Traore’s family was contesting a 2024 appeal court ruling confirming a prior decision to drop the case, after an investigation led to no charges against the military policemen — or gendarmes — involved and therefore no case in court.
A lawyer representing his family announced after Wednesday’s ruling they would take the case to the European Court of Human Rights to “have France convicted.”
Three gendarmes pursued the young man on July 19, 2016, when temperatures reached nearly 37C, pinning him down in an apartment, after which he told officers he was “having trouble breathing.”
He then fainted during the journey to a gendarmerie station, where he died.
’Probably’ not fatal
In 2023, French investigating magistrates dropped the case against the three gendarmes, in a ruling that was upheld on appeal in 2024.
They had been tasked with probing whether the three arresting officers used disproportionate force against Traore during a police operation targeting his brother, Bagui.
According to the magistrates, Traore’s death was caused by heatstroke that “probably” would not have been fatal without the officers’ intervention — though it concluded their actions were within legal bounds.

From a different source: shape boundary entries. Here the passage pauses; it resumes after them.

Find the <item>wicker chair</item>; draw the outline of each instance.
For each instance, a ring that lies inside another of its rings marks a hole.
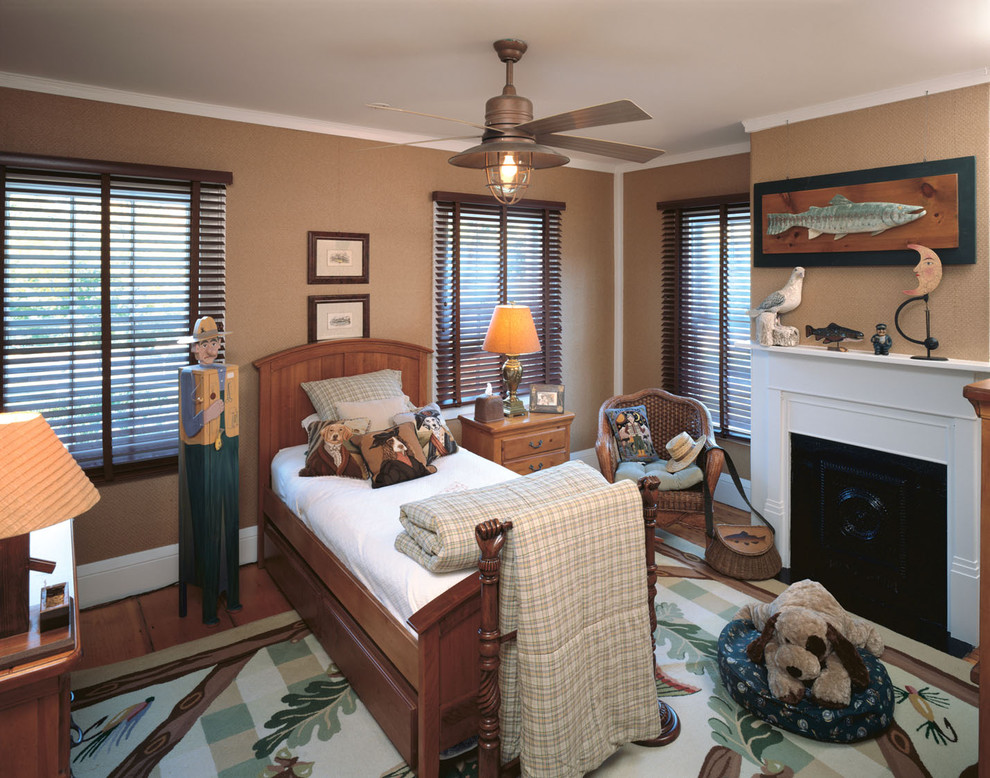
[[[714,494],[722,472],[724,456],[722,449],[716,447],[712,415],[698,400],[679,397],[663,389],[643,389],[634,394],[620,394],[602,403],[598,411],[598,439],[595,441],[595,452],[598,454],[598,464],[602,474],[609,482],[615,480],[619,453],[605,411],[634,405],[645,406],[653,445],[661,455],[667,441],[681,432],[687,432],[695,440],[700,436],[708,439],[701,456],[704,457],[702,464],[709,493]],[[689,489],[665,492],[656,488],[644,488],[643,481],[646,479],[641,479],[640,482],[640,488],[643,490],[644,513],[652,510],[658,525],[670,524],[683,513],[704,514],[705,495],[702,484]]]

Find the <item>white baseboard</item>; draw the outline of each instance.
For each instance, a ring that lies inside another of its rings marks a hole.
[[[242,565],[258,559],[258,528],[243,527],[238,553]],[[179,544],[103,559],[76,568],[80,608],[121,600],[171,586],[179,580]]]

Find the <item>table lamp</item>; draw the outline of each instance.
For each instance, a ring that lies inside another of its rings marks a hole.
[[[92,508],[100,493],[40,413],[0,413],[0,638],[30,627],[31,538]]]
[[[525,415],[526,407],[516,396],[516,390],[522,380],[519,355],[533,354],[540,350],[540,338],[536,334],[536,325],[533,324],[533,314],[530,313],[529,306],[513,303],[496,305],[482,348],[495,354],[505,354],[502,380],[509,390],[509,396],[503,403],[505,415]]]

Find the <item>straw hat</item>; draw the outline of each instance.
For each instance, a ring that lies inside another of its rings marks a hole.
[[[212,316],[200,316],[193,325],[193,334],[179,338],[179,343],[200,343],[211,338],[222,338],[226,332],[220,332],[216,320]]]
[[[705,446],[705,437],[701,436],[697,440],[692,440],[686,432],[682,432],[667,442],[667,453],[670,459],[667,460],[667,472],[676,473],[694,463]]]

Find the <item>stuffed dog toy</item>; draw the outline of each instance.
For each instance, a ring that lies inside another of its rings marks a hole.
[[[876,627],[847,613],[817,581],[791,584],[773,602],[744,606],[736,618],[760,630],[746,653],[753,663],[766,664],[774,697],[792,705],[804,699],[810,686],[814,704],[846,707],[852,687],[865,689],[870,683],[856,649],[883,653]]]

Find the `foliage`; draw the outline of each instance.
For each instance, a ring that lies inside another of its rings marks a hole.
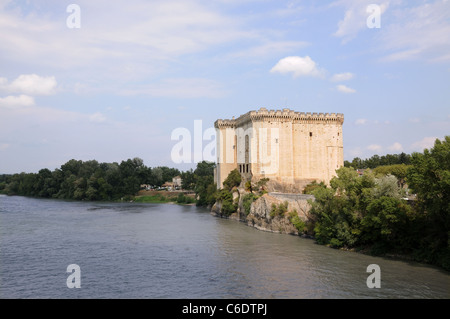
[[[274,217],[282,217],[284,216],[284,214],[287,212],[288,210],[288,205],[289,203],[287,201],[280,203],[278,205],[276,204],[272,204],[272,209],[270,211],[270,217],[274,218]]]
[[[195,181],[194,190],[197,195],[197,206],[213,205],[217,191],[214,183],[215,163],[202,161],[197,164],[197,168],[193,172]]]
[[[403,159],[362,176],[338,169],[330,187],[311,190],[308,223],[320,244],[407,254],[450,270],[450,137]],[[405,182],[414,203],[402,199]]]
[[[237,211],[238,204],[233,200],[233,194],[228,189],[221,189],[216,194],[216,200],[222,204],[222,213],[226,216]]]
[[[242,197],[242,206],[244,207],[244,213],[247,216],[250,214],[250,207],[252,206],[252,203],[258,199],[258,196],[256,196],[253,193],[245,194]]]
[[[303,189],[303,194],[312,194],[315,189],[318,187],[327,187],[324,182],[317,183],[317,181],[313,181],[305,186]]]
[[[9,195],[75,200],[120,200],[134,196],[141,184],[161,186],[179,175],[178,169],[149,168],[140,158],[119,163],[71,159],[53,172],[3,175],[1,191]]]
[[[384,165],[374,168],[373,173],[375,174],[375,176],[393,175],[397,178],[400,187],[403,187],[406,183],[406,174],[410,167],[412,167],[412,165],[405,165],[405,164]]]
[[[179,193],[176,202],[178,204],[192,204],[195,203],[195,198]]]
[[[384,165],[395,165],[395,164],[411,164],[411,155],[400,153],[400,154],[387,154],[383,156],[373,155],[368,159],[361,159],[359,157],[355,157],[351,162],[344,161],[345,167],[353,167],[355,169],[363,169],[363,168],[375,168],[378,166]]]
[[[241,173],[237,169],[234,169],[228,174],[227,178],[223,181],[224,188],[231,190],[233,187],[238,187],[241,184]]]
[[[294,225],[299,234],[305,232],[306,223],[298,216],[297,210],[289,212],[289,221]]]
[[[450,269],[450,136],[412,154],[411,162],[408,184],[417,194],[425,225],[420,245],[426,247],[427,259]]]

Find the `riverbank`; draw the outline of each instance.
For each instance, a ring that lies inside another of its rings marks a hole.
[[[195,205],[195,194],[184,191],[147,191],[141,190],[132,200],[135,203],[175,203]]]

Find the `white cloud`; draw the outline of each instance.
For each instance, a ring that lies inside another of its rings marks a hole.
[[[106,121],[106,117],[102,113],[96,112],[89,116],[89,121],[101,123]]]
[[[356,125],[364,125],[364,124],[366,124],[367,123],[367,119],[357,119],[356,121],[355,121],[355,124]]]
[[[219,98],[227,94],[222,85],[216,81],[203,78],[171,78],[131,89],[119,91],[122,95],[148,95],[153,97],[174,98]]]
[[[384,14],[389,7],[389,3],[377,3],[381,9],[381,14]],[[355,38],[359,32],[367,29],[367,19],[370,13],[367,12],[367,7],[372,4],[371,0],[341,0],[336,1],[333,6],[344,6],[346,8],[345,15],[342,20],[338,22],[338,29],[334,33],[335,36],[343,38],[343,42],[348,42]]]
[[[353,79],[354,76],[355,75],[350,72],[337,73],[337,74],[333,75],[330,80],[333,82],[343,82],[343,81],[348,81],[348,80]]]
[[[381,145],[371,144],[371,145],[367,146],[367,149],[370,151],[380,152],[383,148],[381,147]]]
[[[0,107],[15,108],[32,105],[34,105],[33,97],[25,94],[19,96],[10,95],[3,98],[0,97]]]
[[[342,92],[342,93],[347,93],[347,94],[356,93],[355,89],[349,88],[343,84],[339,84],[338,86],[336,86],[336,88],[338,89],[339,92]]]
[[[436,0],[395,10],[395,19],[382,28],[380,48],[390,52],[385,61],[425,59],[449,61],[450,2]]]
[[[391,146],[388,147],[388,149],[392,152],[402,152],[403,151],[403,146],[402,144],[395,142],[394,144],[392,144]]]
[[[284,54],[289,51],[298,50],[308,46],[309,43],[303,41],[269,41],[263,44],[253,45],[242,51],[233,52],[230,58],[249,58],[267,57],[275,54]]]
[[[314,62],[309,56],[288,56],[280,61],[270,70],[271,73],[292,73],[294,78],[299,76],[321,76],[322,72],[317,68],[316,62]]]
[[[413,151],[423,152],[423,150],[426,148],[432,148],[436,139],[437,137],[424,137],[420,141],[414,142],[411,145],[411,149]]]
[[[6,78],[0,78],[0,89],[9,93],[28,95],[51,95],[56,91],[54,76],[43,77],[37,74],[22,74],[8,83]]]

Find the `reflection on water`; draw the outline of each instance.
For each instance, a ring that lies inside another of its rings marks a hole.
[[[195,206],[0,196],[1,298],[449,298],[450,275]],[[78,264],[80,289],[66,286]],[[369,264],[381,288],[369,289]]]

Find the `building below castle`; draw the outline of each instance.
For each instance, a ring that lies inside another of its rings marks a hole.
[[[244,180],[269,178],[271,191],[301,192],[314,180],[328,184],[344,165],[343,123],[340,113],[265,108],[217,120],[217,187],[234,169]]]

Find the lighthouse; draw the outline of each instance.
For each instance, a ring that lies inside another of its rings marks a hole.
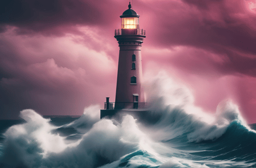
[[[141,50],[145,31],[140,29],[140,16],[131,9],[130,3],[128,8],[120,16],[121,29],[115,30],[114,37],[119,47],[115,101],[110,103],[106,98],[101,118],[122,110],[134,112],[145,107]]]

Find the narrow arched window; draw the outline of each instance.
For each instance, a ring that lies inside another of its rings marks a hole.
[[[134,76],[131,78],[131,83],[137,83],[136,77]]]
[[[132,59],[133,61],[136,61],[136,55],[135,55],[135,54],[133,55]]]
[[[134,63],[132,64],[132,69],[135,69],[135,63]]]

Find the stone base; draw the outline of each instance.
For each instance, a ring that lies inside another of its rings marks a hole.
[[[139,109],[101,109],[100,119],[114,119],[121,122],[124,116],[129,115],[140,122],[154,124],[160,118],[159,114],[148,110]]]

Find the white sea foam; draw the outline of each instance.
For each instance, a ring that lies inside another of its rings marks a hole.
[[[153,104],[151,110],[160,116],[156,123],[143,125],[129,115],[120,123],[100,120],[99,106],[91,105],[84,109],[78,120],[57,127],[33,110],[24,110],[20,117],[26,123],[12,126],[5,133],[0,165],[118,167],[130,165],[129,167],[136,167],[144,164],[159,168],[205,168],[208,167],[205,162],[221,164],[219,161],[187,159],[191,156],[188,152],[175,147],[215,141],[234,121],[247,126],[237,106],[224,101],[216,114],[209,114],[194,104],[188,88],[176,83],[166,73],[161,72],[146,82],[148,100]],[[69,142],[65,136],[54,131],[60,128],[73,128],[82,136]],[[183,144],[169,141],[174,139]],[[225,164],[232,162],[226,161]]]

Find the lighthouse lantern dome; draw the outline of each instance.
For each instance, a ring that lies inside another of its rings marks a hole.
[[[128,9],[120,16],[121,19],[121,29],[139,29],[139,17],[136,12],[131,9],[132,5],[129,3]]]

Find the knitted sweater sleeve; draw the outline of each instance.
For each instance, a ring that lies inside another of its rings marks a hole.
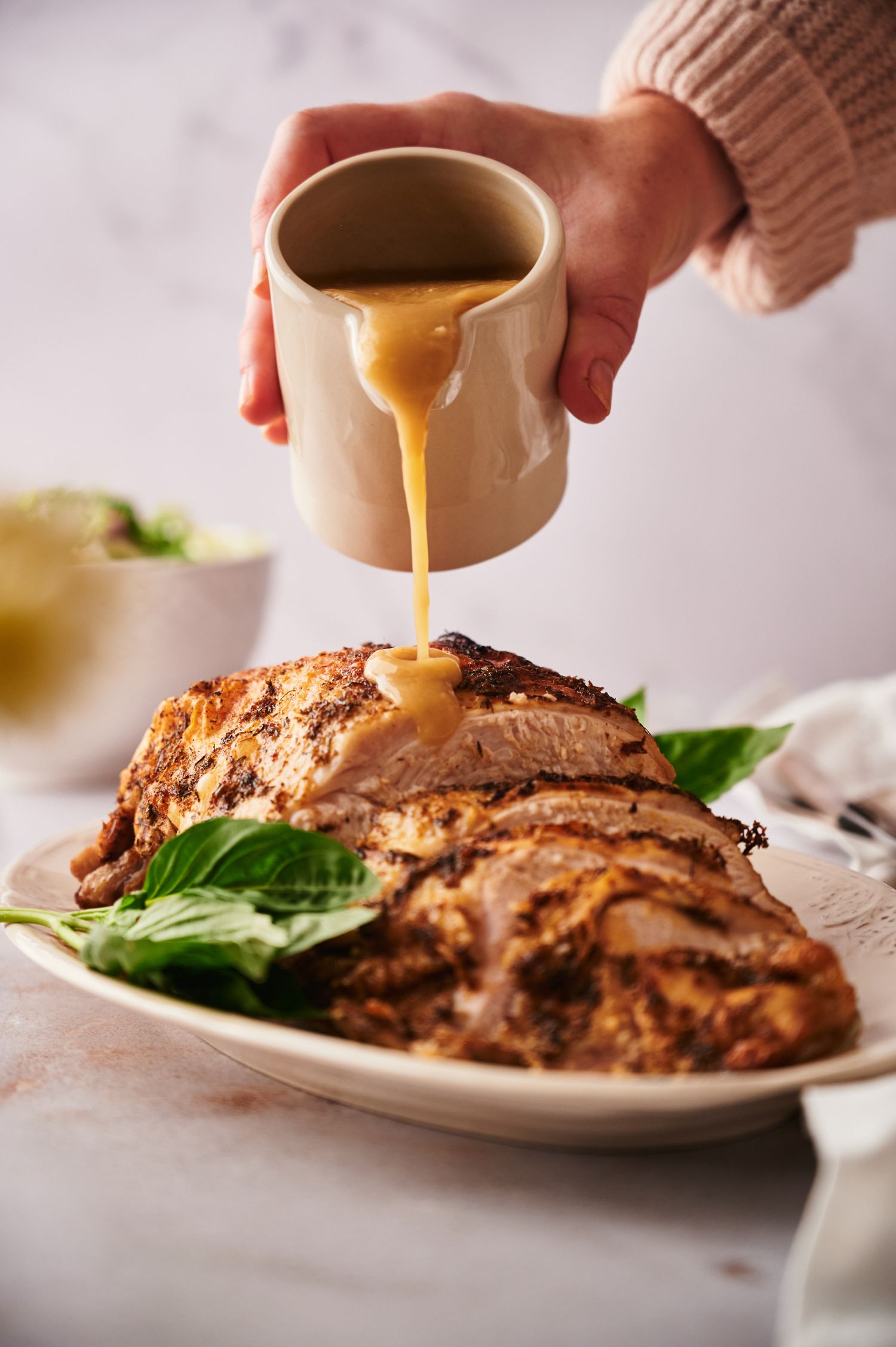
[[[737,308],[806,299],[896,213],[896,0],[656,0],[604,104],[641,89],[691,108],[741,180],[745,211],[695,255]]]

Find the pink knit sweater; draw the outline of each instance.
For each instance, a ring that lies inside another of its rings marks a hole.
[[[896,213],[896,0],[658,0],[604,102],[639,89],[687,104],[741,180],[746,211],[695,257],[737,308],[799,303]]]

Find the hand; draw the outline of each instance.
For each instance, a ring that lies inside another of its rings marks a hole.
[[[639,93],[613,112],[571,117],[469,94],[346,104],[278,127],[252,206],[253,276],[240,334],[240,412],[287,442],[274,354],[264,230],[283,198],[327,164],[368,150],[435,145],[500,159],[556,202],[566,229],[570,326],[558,374],[574,416],[609,415],[644,296],[741,209],[718,141],[682,104]]]

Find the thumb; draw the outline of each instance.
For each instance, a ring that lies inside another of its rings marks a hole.
[[[570,323],[556,379],[561,397],[578,420],[605,420],[613,404],[613,380],[632,349],[647,277],[577,276],[570,269]]]

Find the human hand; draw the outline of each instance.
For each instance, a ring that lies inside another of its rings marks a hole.
[[[264,232],[283,198],[327,164],[368,150],[434,145],[517,168],[556,203],[566,230],[570,322],[558,391],[583,422],[609,415],[613,380],[644,296],[742,205],[718,141],[682,104],[637,93],[613,112],[574,117],[470,94],[345,104],[287,117],[252,206],[253,273],[240,333],[240,412],[287,442]]]

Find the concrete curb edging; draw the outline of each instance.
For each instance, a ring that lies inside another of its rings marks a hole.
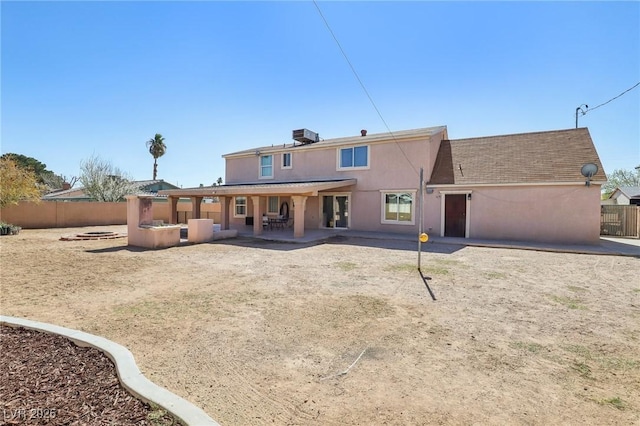
[[[122,345],[104,337],[23,318],[0,315],[0,324],[58,334],[78,346],[98,349],[113,361],[120,383],[134,396],[146,403],[157,404],[187,425],[219,426],[202,409],[144,377],[136,365],[133,354]]]

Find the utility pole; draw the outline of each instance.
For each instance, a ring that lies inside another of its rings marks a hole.
[[[576,108],[576,129],[578,128],[578,111],[580,111],[582,113],[582,115],[585,115],[586,112],[584,112],[584,110],[582,109],[582,107],[585,107],[587,109],[589,109],[589,105],[587,104],[582,104],[580,105],[578,108]]]

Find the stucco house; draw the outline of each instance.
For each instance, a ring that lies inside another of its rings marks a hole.
[[[437,236],[597,242],[600,185],[606,180],[586,128],[449,140],[445,126],[321,139],[306,129],[293,142],[223,155],[225,185],[160,191],[175,206],[218,197],[222,228],[289,217],[308,229],[416,235],[420,170],[423,223]],[[586,185],[581,167],[598,172]]]

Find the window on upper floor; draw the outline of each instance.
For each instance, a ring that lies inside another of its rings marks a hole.
[[[235,217],[245,217],[247,215],[247,197],[234,198],[233,212]]]
[[[340,148],[338,151],[338,170],[369,168],[369,146]]]
[[[382,223],[413,224],[414,196],[412,192],[383,192]]]
[[[273,177],[273,155],[260,156],[260,179]]]
[[[291,153],[283,152],[282,153],[282,166],[283,169],[290,169],[293,166],[291,165]]]

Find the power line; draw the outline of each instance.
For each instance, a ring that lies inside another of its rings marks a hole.
[[[367,95],[367,98],[369,98],[369,102],[371,102],[371,105],[373,105],[373,108],[376,110],[376,113],[378,113],[378,117],[380,117],[380,120],[382,120],[382,123],[384,124],[384,126],[387,128],[387,131],[389,132],[389,134],[391,135],[391,137],[393,138],[393,140],[395,141],[396,145],[398,145],[398,148],[400,148],[400,152],[402,152],[402,155],[404,155],[404,158],[407,159],[407,162],[409,163],[409,165],[411,166],[411,168],[413,169],[413,171],[418,174],[418,171],[416,170],[416,168],[413,166],[413,163],[411,163],[411,160],[409,159],[409,157],[407,156],[407,154],[404,152],[404,150],[402,149],[402,146],[400,146],[400,143],[398,142],[398,140],[396,139],[395,135],[393,134],[393,132],[391,131],[391,129],[389,128],[389,125],[387,124],[387,122],[385,121],[384,117],[382,116],[382,113],[380,113],[380,110],[378,109],[378,107],[376,106],[376,103],[373,101],[373,98],[371,97],[371,95],[369,94],[369,91],[367,90],[367,88],[365,87],[364,83],[362,82],[362,80],[360,79],[360,76],[358,75],[358,73],[356,72],[355,67],[353,66],[353,64],[351,63],[351,61],[349,60],[349,57],[347,56],[347,54],[345,53],[344,49],[342,48],[342,45],[340,44],[340,42],[338,41],[338,38],[336,37],[336,35],[333,33],[333,30],[331,29],[331,27],[329,26],[329,22],[327,21],[327,19],[324,17],[324,15],[322,14],[322,10],[320,10],[320,6],[318,6],[318,3],[316,2],[316,0],[313,0],[313,4],[315,5],[316,9],[318,10],[318,13],[320,14],[320,17],[322,18],[322,20],[324,21],[324,25],[327,27],[327,29],[329,30],[329,33],[331,34],[331,37],[333,37],[333,40],[336,42],[336,44],[338,45],[338,48],[340,49],[340,52],[342,53],[342,56],[344,56],[344,59],[347,61],[347,64],[349,64],[349,68],[351,68],[351,72],[353,72],[353,75],[356,77],[356,80],[358,80],[358,83],[360,83],[360,87],[362,87],[362,90],[364,91],[364,93]]]
[[[594,109],[598,109],[598,108],[600,108],[601,106],[604,106],[604,105],[608,104],[609,102],[613,101],[614,99],[618,99],[620,96],[624,95],[624,94],[625,94],[625,93],[627,93],[627,92],[630,92],[631,90],[635,89],[635,88],[636,88],[636,87],[638,87],[638,86],[640,86],[640,81],[639,81],[639,82],[637,82],[634,86],[632,86],[632,87],[628,88],[627,90],[625,90],[624,92],[620,93],[618,96],[615,96],[615,97],[613,97],[613,98],[609,99],[607,102],[603,102],[603,103],[601,103],[600,105],[595,106],[595,107],[593,107],[593,108],[587,108],[587,110],[586,110],[586,111],[584,111],[584,112],[582,113],[582,115],[586,115],[587,113],[589,113],[589,112],[593,111]]]

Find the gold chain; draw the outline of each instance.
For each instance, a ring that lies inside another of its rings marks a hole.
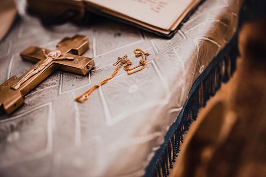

His family however has accused the gendarmes of failing to help the young man, who was found by rescue services unconscious and handcuffed behind his back.
In their appeal, Traore’s family criticized the justice system for not carrying out a reconstitution of events as part of the investigation.
But prosecutors requested that the appeal be dismissed.
Internal investigations
Activists have repeatedly accused French police of violence and racism, but few cases make it to criminal court in France as most are dealt with internally.
In January, several thousand people protested in Paris over the death in custody of a Mauritanian immigrant worker, El Hacen Diarra, 35, who died after passing out at a police station following his violent arrest.
Paris police launched an internal investigation after video filmed by neighbors, shared on social media, showed a policeman punching what appears to be a man on the ground as another officer stands by and watches.
In 2024, a judge gave suspended jail sentences to three officers who inflicted irreversible rectal injuries to a black man, Theo Luhaka, during a stop-and-search in 2017.
Prosecutors have also called for a police officer to be tried over the 2023 killing of a teenager at a traffic stop, in a case that sparked nationwide protests.
A court is to rule in March whether he will face a criminal trial over the killing of 17-year-old Nahel M.
Europe’s top rights court in June condemned France over its police discriminating against a young man during identity checks, in the first such ruling against the country over alleged racial profiling.